Unsuitable fifteen minute care visits will be scrapped according to a pledge by Health Secretary Alex Neil, which was reported in the Herald this week.  The news will be welcomed by third sector organisations working with older and disabled people who have long argued that the quality of care provided in such a short space of time is often inadequate to meet the needs of service users.  Research has shown that the practice is widespread among local authorities in Scotland.

“Very clearly, if a visit is meant to get somebody up and out of their bed in the morning, get them washed, dressed and shaved and give them their breakfast, there is no way on earth that can be done in anything like as short a period as 15 minutes,” said Mr Neil.

Care workers are regularly allotted a short amount of time to complete their task, putting pressure on them to finish quickly and often, to move on to their next job.

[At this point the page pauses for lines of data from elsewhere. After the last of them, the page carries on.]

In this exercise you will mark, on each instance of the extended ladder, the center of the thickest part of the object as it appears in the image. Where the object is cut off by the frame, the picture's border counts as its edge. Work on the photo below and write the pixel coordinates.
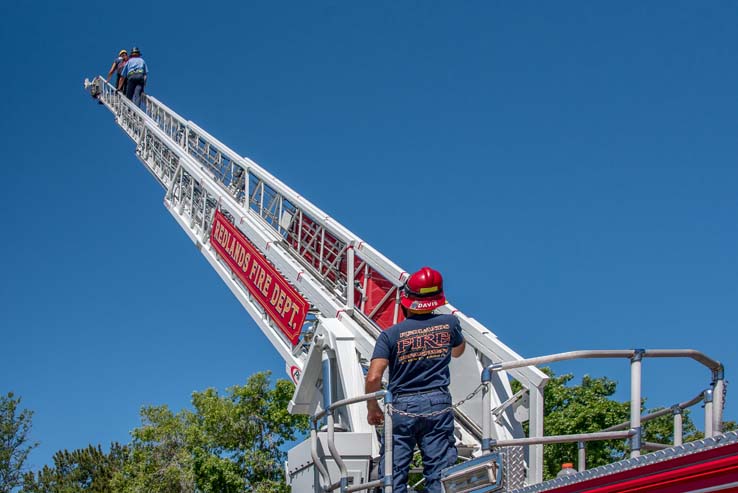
(316, 290)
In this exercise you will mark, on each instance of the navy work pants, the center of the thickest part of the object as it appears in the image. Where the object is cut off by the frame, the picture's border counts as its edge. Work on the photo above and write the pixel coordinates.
(434, 436)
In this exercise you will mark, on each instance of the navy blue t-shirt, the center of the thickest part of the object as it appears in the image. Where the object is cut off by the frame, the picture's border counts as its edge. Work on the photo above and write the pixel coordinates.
(419, 351)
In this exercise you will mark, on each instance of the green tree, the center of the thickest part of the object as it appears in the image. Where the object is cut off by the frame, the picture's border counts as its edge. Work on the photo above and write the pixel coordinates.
(160, 459)
(589, 407)
(583, 408)
(15, 444)
(82, 470)
(229, 443)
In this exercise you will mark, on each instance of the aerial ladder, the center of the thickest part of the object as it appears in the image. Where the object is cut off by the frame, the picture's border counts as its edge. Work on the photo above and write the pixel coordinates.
(321, 295)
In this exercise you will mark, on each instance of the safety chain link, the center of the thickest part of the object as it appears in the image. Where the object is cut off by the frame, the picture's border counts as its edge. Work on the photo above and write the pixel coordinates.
(392, 410)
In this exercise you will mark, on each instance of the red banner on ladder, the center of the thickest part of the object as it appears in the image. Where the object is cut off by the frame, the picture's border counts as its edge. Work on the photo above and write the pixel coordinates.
(285, 306)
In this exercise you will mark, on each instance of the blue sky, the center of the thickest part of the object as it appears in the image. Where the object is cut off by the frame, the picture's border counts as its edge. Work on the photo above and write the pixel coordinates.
(569, 166)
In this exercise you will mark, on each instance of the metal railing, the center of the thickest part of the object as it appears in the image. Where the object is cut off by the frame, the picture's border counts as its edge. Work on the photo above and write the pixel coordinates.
(384, 482)
(713, 399)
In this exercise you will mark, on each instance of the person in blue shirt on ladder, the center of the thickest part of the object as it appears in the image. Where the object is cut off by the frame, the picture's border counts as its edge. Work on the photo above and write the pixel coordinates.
(135, 72)
(418, 351)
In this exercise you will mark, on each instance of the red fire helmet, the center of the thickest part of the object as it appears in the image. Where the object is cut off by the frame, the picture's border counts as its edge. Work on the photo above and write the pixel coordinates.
(423, 291)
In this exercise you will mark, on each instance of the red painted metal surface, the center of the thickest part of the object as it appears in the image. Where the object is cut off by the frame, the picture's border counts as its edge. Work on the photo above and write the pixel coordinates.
(711, 468)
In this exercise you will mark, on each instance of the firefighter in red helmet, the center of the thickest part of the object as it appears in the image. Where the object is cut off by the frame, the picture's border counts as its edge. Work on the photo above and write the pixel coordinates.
(418, 351)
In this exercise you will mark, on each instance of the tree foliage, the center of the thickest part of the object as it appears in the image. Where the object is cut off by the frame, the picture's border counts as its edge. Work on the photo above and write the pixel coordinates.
(230, 443)
(583, 408)
(589, 407)
(82, 470)
(15, 444)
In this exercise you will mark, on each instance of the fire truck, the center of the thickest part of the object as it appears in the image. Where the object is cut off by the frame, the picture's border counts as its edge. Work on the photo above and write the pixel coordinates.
(321, 295)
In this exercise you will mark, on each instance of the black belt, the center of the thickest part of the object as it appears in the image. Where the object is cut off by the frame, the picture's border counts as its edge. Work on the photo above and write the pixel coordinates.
(437, 389)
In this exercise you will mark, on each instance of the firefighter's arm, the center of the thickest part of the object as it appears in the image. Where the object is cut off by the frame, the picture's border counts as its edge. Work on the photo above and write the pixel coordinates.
(458, 350)
(373, 383)
(110, 74)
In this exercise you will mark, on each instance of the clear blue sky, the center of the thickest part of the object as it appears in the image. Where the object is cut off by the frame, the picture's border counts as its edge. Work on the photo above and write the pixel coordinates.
(569, 166)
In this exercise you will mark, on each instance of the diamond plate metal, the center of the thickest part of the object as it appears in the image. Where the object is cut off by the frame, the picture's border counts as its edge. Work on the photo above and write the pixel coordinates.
(513, 468)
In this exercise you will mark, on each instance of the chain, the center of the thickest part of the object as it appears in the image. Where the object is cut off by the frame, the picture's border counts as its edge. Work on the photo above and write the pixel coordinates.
(392, 410)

As a consequence many older people have to rely on frozen ready meals, or tinned food, as there is no time for their carer to prepare and cook a fresh meal.

The practice is currently being investigated by a group involving senior representatives of councils, senior social workers, and the care inspectorate to establish how common it is.

This was a key theme at a recent event facilitated by GCVS, where organisations gathered to give their views on Glasgow’s Reshaping Care for Older People Joint Strategic Commissioning Plan.

Mr Neil will also look at the cost of asking employers to paying the living wage across the public, third and private sectors.